2

Total noob here so I am sorry for my ignorance in advance.

Most of what I have searched and messed around with has centered around using XML::LibXML with XPath.

The problem that I have is that I am not looking to capture text between tags: I need values of the tags.

This is my XML structure

<users>
  <entry name="asd">
    <permissions>
      <role-based>
        <superuser>yes</superuser>
      </role-based>
    </permissions>
  </entry>
  <entry name="fgh">
    <permissions>
      <role-based>
        <superuser>yes</superuser>
      </role-based>
    </permissions>
    <authentication-profile>RSA Two-Factor</authentication-profile>
  </entry>
  <entry name="jkl">
    <permissions>
      <role-based>
        <superreader>yes</superreader>
      </role-based>
    </permissions>
    <authentication-profile>RSA Two-Factor</authentication-profile>
  </entry>
</users>

I am trying to grab the name attribute (without the quotes) and also determine whether this person is a superuser or superreader.
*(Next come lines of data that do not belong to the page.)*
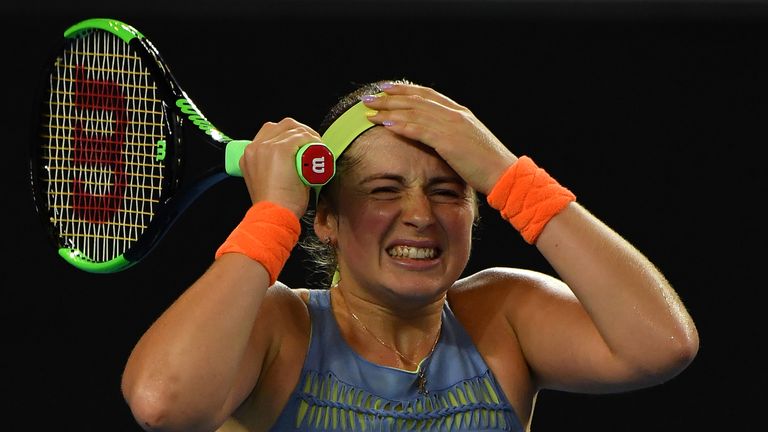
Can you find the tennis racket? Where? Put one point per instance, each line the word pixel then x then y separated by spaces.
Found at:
pixel 110 162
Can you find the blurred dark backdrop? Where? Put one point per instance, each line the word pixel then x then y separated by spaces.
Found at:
pixel 654 113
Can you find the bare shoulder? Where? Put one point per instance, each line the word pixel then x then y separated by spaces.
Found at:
pixel 504 286
pixel 506 278
pixel 285 304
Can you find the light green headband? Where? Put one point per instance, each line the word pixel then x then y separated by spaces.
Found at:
pixel 340 134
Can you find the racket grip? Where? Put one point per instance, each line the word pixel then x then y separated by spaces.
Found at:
pixel 315 163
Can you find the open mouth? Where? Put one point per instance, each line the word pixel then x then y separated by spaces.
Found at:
pixel 411 252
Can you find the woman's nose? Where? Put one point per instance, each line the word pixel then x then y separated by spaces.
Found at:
pixel 417 210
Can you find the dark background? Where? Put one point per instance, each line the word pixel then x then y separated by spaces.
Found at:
pixel 653 113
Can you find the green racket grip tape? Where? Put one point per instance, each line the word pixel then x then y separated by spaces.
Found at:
pixel 79 260
pixel 315 163
pixel 118 28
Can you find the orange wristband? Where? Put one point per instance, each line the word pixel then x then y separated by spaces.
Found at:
pixel 266 234
pixel 528 198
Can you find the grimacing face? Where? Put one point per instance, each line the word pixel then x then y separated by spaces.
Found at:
pixel 403 219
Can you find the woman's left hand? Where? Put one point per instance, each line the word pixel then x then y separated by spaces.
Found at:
pixel 464 142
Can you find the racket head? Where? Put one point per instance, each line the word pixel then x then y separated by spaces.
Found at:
pixel 105 157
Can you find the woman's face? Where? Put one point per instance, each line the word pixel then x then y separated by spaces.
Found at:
pixel 404 222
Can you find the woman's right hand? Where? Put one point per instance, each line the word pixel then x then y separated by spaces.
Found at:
pixel 269 168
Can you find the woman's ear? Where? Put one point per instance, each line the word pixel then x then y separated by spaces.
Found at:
pixel 325 221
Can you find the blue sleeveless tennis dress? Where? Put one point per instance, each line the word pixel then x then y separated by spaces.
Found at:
pixel 341 391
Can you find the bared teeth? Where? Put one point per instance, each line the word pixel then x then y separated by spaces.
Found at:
pixel 412 252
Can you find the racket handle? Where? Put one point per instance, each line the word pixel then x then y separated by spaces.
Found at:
pixel 315 163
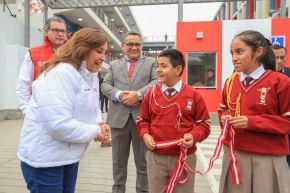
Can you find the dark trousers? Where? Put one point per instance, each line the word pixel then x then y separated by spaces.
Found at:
pixel 61 179
pixel 121 142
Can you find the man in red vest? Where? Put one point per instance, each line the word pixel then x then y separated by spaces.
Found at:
pixel 55 36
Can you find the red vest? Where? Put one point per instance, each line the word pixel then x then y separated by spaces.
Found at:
pixel 40 55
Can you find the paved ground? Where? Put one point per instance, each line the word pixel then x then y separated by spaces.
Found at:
pixel 95 173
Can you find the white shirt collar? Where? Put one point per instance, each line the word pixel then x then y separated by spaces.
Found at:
pixel 256 74
pixel 87 75
pixel 177 86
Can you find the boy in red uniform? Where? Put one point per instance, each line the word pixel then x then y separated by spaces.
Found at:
pixel 171 110
pixel 256 102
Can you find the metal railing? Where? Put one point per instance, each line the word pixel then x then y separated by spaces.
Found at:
pixel 102 15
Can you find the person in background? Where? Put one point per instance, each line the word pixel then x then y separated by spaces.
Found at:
pixel 255 101
pixel 55 36
pixel 210 81
pixel 104 101
pixel 104 98
pixel 125 84
pixel 280 55
pixel 63 115
pixel 159 121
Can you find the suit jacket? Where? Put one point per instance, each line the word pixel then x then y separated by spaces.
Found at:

I am stuck at not being able to do much other than print off the nodes. I need to turn this into a CSV file in the structure of username; role

Borodin
  • 126,100
  • 9
  • 70
  • 144

4 Answers4

5

The easiest way to extract information from XML documents with XML::LibXML is to use the find family of methods. These methods use an XPath expression to select nodes and values from the document. The following script extracts the data you need:

use XML::LibXML;

my $doc = XML::LibXML->load_xml(location => 'so.xml');

for my $entry ($doc->findnodes('//entry')) {
    my $name = $entry->getAttribute('name');
    my $role = $entry->findvalue(
        'local-name(permissions/role-based/*[.="yes"])'
    );
    print("$name;$role\n");
}   

It prints

asd;superuser
fgh;superuser
jkl;superreader

I used the local-name XPath function to get the name of the role element.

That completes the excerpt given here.